Sami, there have been quite a few loud bottoms actually. oct 2002 the move was quite quick.

rick that last i spoke to someone from proshares (I run in into the same guy at every event, probably see him tomorrow too) and he said that while the do spread out the counterparties some, i got the impression that GS did more of this for them than the others.

Anonymous said...

Roger,
For those blog readers that are contemplating an active or passive investing strategy, can you please share your perspective on active versus passive investing. The mainstream media and academic research indicates that the long term odds that active portfolio managers will outperform the indices is quite slim. How do you overcome this concern with prospective clients?

:Here are some "facts and figures" regarding the probability of index funds outperforming managed funds:

"Searching through a list of 234 domestic equity funds that have survived for 20 years, only 31 did better than the Vanguard 500 Index. That means the odds are really, really poor that any of us will do better than a low-cost broad index fund." Scott Burns, syndicated columnist.
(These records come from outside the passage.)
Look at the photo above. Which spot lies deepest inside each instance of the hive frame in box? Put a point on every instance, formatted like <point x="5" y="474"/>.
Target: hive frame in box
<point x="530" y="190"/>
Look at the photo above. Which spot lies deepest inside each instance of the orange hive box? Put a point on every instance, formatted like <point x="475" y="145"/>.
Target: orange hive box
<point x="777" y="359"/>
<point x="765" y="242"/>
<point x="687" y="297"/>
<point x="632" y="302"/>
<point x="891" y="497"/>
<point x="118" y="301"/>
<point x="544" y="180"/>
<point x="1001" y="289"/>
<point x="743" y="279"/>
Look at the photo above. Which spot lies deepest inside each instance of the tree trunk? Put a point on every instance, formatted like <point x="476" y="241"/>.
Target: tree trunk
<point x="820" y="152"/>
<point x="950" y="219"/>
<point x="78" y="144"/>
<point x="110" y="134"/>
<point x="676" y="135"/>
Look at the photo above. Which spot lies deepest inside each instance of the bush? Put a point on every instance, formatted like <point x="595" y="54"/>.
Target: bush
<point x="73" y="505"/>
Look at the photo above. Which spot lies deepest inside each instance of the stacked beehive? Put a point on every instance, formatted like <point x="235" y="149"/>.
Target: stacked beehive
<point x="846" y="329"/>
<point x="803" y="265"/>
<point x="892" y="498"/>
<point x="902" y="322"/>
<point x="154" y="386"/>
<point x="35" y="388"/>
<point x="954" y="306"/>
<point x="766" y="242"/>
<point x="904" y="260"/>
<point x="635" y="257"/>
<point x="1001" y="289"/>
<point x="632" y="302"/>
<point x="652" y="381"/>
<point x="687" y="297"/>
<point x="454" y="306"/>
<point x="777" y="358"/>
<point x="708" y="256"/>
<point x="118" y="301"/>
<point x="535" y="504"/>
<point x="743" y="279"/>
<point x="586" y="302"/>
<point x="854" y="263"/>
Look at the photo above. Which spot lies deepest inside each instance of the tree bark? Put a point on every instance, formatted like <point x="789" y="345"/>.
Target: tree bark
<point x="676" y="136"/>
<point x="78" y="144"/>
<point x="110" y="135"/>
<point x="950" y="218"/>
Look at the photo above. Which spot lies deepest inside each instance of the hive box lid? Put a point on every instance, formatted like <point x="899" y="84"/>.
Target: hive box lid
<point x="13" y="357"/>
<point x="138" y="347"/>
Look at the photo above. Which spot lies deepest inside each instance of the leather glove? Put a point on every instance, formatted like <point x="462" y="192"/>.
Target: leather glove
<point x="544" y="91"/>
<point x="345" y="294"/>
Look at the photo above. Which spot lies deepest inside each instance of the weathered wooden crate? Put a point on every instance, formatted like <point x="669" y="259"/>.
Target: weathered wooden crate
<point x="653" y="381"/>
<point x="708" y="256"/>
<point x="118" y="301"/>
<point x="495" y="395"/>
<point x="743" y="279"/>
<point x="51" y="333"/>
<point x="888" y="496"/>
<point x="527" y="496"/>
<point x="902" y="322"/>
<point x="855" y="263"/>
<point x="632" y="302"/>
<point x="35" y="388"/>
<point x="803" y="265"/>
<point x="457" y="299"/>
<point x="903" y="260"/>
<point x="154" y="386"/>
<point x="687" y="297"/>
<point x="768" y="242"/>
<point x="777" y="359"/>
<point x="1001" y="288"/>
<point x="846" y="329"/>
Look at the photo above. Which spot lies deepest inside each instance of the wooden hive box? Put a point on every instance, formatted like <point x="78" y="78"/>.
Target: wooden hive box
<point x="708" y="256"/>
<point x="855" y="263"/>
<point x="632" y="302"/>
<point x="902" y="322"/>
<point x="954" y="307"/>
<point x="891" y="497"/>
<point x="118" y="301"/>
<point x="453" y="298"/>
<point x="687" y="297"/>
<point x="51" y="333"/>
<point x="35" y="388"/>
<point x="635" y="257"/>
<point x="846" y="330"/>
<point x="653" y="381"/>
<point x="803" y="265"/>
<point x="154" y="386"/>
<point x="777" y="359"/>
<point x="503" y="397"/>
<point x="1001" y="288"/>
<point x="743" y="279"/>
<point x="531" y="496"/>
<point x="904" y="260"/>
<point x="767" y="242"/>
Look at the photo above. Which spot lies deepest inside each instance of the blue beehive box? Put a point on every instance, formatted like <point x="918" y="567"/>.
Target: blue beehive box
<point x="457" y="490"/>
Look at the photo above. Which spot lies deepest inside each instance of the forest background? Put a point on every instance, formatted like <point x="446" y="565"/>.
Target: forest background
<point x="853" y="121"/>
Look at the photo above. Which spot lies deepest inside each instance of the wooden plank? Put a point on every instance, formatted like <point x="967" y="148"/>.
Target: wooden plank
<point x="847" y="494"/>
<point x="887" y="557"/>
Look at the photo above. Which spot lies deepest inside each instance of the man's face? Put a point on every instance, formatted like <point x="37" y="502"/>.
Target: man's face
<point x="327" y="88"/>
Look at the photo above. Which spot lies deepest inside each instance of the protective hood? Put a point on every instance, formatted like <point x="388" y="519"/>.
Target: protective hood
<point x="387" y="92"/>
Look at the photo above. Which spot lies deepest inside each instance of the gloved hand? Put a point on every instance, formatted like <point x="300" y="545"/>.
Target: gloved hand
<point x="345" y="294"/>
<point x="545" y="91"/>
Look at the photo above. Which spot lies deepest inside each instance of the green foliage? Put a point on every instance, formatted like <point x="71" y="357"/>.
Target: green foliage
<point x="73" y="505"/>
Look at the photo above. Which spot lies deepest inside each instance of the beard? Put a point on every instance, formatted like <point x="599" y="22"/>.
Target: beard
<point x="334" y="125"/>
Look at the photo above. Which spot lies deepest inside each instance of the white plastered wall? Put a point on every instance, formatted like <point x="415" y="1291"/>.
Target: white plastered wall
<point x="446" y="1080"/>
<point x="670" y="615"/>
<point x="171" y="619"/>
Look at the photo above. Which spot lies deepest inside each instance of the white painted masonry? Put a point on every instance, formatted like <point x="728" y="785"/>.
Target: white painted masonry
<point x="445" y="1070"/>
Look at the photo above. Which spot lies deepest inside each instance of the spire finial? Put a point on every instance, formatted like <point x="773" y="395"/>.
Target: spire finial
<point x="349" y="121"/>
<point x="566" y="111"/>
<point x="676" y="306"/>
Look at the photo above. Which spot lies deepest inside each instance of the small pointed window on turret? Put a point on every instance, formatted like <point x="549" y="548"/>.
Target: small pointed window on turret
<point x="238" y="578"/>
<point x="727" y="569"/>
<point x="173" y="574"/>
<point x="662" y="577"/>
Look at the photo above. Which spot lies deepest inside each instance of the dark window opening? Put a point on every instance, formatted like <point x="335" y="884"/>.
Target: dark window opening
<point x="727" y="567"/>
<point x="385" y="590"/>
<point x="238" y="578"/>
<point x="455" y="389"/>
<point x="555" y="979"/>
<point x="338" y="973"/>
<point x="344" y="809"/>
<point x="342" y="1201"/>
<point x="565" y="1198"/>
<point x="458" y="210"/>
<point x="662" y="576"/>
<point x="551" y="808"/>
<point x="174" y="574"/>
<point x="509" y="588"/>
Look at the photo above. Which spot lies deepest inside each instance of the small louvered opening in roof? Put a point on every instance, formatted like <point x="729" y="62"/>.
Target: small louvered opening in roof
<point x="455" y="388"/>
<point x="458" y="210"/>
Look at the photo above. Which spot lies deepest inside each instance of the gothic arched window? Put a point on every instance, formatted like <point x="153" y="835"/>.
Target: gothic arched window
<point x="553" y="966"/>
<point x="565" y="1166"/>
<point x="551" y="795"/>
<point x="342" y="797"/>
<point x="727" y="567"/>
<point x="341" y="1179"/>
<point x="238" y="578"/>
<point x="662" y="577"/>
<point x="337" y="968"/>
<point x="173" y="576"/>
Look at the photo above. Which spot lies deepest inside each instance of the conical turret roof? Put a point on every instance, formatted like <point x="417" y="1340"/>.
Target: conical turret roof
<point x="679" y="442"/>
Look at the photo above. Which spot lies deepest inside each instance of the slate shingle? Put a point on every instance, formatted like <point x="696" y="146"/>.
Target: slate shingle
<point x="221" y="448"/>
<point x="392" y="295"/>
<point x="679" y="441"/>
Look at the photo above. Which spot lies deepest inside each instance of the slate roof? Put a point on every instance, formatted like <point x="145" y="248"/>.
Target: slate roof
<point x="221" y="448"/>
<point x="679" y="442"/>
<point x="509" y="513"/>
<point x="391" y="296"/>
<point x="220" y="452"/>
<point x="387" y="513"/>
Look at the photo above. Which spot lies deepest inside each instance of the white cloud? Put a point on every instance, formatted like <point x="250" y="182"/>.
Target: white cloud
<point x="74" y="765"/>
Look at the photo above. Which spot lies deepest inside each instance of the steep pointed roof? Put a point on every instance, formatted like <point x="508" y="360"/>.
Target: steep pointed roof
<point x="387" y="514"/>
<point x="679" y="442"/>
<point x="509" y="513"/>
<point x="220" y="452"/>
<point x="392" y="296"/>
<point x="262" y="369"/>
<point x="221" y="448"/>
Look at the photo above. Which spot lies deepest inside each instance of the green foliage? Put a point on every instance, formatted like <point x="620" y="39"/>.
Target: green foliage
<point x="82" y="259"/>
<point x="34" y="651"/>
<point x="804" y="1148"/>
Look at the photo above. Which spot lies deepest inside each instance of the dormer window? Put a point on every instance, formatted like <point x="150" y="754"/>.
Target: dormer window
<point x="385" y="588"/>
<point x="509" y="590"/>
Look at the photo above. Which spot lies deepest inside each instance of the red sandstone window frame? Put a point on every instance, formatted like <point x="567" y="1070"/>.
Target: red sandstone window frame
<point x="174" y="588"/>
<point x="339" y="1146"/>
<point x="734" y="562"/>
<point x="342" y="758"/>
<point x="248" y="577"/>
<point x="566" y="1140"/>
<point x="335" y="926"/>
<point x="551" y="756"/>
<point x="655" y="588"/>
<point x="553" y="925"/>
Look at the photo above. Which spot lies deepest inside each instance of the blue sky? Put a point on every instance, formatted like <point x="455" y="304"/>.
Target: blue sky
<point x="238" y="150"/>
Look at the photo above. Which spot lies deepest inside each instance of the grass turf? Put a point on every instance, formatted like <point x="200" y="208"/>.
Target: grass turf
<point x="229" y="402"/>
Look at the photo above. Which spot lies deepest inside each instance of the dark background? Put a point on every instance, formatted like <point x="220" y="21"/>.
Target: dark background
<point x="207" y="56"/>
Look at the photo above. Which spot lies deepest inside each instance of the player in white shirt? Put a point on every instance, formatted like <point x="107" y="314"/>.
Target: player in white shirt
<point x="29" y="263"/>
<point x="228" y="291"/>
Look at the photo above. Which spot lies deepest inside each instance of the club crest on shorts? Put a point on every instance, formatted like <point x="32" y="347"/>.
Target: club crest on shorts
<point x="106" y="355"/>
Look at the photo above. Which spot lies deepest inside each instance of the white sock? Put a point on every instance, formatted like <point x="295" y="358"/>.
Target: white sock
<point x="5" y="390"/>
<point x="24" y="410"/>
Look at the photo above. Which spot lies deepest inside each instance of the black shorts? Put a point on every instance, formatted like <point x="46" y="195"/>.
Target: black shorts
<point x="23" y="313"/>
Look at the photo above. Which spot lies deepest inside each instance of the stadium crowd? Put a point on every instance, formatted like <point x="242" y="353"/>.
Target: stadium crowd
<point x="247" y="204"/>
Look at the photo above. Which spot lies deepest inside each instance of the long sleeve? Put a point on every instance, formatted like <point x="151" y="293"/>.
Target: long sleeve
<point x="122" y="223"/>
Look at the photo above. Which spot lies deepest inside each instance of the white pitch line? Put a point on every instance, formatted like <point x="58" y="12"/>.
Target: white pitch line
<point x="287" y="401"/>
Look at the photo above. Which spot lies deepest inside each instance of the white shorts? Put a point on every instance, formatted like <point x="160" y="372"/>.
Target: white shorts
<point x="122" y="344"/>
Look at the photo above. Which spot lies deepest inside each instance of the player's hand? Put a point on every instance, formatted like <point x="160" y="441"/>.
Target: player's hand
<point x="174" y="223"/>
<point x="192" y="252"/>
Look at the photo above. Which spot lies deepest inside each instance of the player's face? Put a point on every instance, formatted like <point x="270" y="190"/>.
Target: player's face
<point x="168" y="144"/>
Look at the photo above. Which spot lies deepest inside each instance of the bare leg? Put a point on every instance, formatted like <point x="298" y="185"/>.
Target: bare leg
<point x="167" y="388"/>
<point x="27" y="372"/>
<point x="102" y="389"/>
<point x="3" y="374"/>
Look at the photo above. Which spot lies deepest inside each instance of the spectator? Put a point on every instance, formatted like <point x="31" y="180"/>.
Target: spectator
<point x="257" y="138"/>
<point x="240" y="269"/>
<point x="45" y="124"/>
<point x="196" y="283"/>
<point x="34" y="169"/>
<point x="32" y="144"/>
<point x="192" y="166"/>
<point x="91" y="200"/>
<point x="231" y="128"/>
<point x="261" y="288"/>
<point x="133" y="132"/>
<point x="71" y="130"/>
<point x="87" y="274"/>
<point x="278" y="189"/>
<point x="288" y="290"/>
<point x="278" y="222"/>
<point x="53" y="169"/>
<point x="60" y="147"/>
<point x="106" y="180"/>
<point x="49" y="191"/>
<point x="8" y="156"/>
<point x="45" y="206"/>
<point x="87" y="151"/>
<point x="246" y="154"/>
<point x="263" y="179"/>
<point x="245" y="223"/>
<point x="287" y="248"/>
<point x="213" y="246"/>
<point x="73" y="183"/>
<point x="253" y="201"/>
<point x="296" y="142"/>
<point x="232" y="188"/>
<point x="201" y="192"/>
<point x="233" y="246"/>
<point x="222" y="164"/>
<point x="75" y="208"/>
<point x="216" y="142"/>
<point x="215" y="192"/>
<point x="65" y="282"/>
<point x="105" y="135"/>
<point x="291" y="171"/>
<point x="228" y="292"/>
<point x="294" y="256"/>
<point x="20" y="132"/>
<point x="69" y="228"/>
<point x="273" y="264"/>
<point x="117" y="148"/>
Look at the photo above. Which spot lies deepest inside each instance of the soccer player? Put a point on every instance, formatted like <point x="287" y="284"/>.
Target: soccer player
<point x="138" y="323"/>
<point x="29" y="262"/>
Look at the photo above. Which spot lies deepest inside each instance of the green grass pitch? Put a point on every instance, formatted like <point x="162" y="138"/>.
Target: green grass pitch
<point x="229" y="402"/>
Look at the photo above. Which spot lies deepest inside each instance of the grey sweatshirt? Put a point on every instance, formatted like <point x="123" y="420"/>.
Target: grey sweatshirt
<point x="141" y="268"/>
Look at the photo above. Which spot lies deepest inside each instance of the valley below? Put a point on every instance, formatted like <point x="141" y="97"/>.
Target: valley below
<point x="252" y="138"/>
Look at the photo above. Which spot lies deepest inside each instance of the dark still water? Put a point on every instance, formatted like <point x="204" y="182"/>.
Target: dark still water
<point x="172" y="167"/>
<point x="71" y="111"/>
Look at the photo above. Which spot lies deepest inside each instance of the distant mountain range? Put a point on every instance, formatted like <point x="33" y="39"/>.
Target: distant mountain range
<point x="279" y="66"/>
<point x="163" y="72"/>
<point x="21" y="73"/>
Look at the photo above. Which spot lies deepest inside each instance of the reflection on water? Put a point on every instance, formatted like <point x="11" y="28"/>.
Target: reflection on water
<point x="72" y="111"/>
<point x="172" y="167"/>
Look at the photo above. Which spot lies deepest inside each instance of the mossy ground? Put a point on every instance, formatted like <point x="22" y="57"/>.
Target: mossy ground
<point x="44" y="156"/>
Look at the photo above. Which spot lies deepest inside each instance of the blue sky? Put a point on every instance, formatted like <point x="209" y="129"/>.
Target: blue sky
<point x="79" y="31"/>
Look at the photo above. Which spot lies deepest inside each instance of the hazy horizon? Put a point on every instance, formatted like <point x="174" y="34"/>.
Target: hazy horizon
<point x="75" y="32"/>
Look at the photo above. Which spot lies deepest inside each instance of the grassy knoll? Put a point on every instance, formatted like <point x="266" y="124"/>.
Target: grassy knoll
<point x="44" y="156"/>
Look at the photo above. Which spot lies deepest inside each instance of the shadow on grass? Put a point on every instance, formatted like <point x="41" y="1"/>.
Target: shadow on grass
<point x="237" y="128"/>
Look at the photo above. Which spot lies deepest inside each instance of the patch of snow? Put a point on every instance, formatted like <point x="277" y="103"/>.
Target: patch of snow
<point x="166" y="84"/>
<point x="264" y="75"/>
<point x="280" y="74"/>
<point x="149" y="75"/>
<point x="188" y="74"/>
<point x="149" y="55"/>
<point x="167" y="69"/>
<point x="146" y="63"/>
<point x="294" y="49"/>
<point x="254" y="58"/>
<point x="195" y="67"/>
"Only about one out of every four equity funds outperforms the stock market. That's why I'm a firm believer in the power of indexing." Charles Schwab

"Just 19% of United States mutual funds that have existed since mid-1980 were able to beat the S&P 500 through May of this year." Mark Hulbert in The NY Times July, 2, 2006

"Of the 355 equity funds in 1970, fully 233 of those funds have gone out of business. Only 24 outpaced the market by more than 1% a year. These are terrible odds." Jack Bogle 2007

Since 1976 the Vanguard index funds have produced a compund annual return of 12%--better than three-quarters of its pear group." Jonathan Davis, London Spectator (2007).

"With the market beating 91% of surviving managers since the beginning of 1982, it looks pretty efficient to me." Bill Miller, portfolio manager

"The S&P benchmarks outperformed their active peer funds in all nine Morningstar style boxes over the past ten years." Gus Sauter (1-25-05)

"A long-term investor (10-20 years) had a 10.59% to 24.71% chance of selecting an actively managed fund that outperformed the index fund." (Journal of Financial Planning

Anonymous said...

thanks for the help with VT
I'm still learning...
it was only a tiny %
of my portfolio.
This coming week should
be interesting as all others.

Born2Code said...

Thanks Roger. I guess it is all a matter of time-frame. The rally in Oct of 2002 was sharp, but 5 months later we were merely 20 S&P points above the lows of Oct (Oct low was 768, March low was 788).
I view the whole period from July 2002 till April of 2003 as building a base for the next bull market which did not start in earnest, in my view, till we closed above the flattening 200 dma in April.

At any rate, I highly doubt we close above the 200 dma any time soon, and i know that you will be rational and gradual in your next move.

Anonymous said...

Asia CNBC at 8:27pm est
Dow futures -127
S&P futures -10.40
Nasdaq -13.50

does not look good BUT
things do change quite
often by morning...

Roger Nusbaum said...

fwiw worth SPUZ futures earlier were down 20 points.

on regular CNBC they put a up a board that had fair value at plus ten give our take, implying that futures are actually closer to down 20 but Maria either did not pick up on it or the board was wrong. not sure which.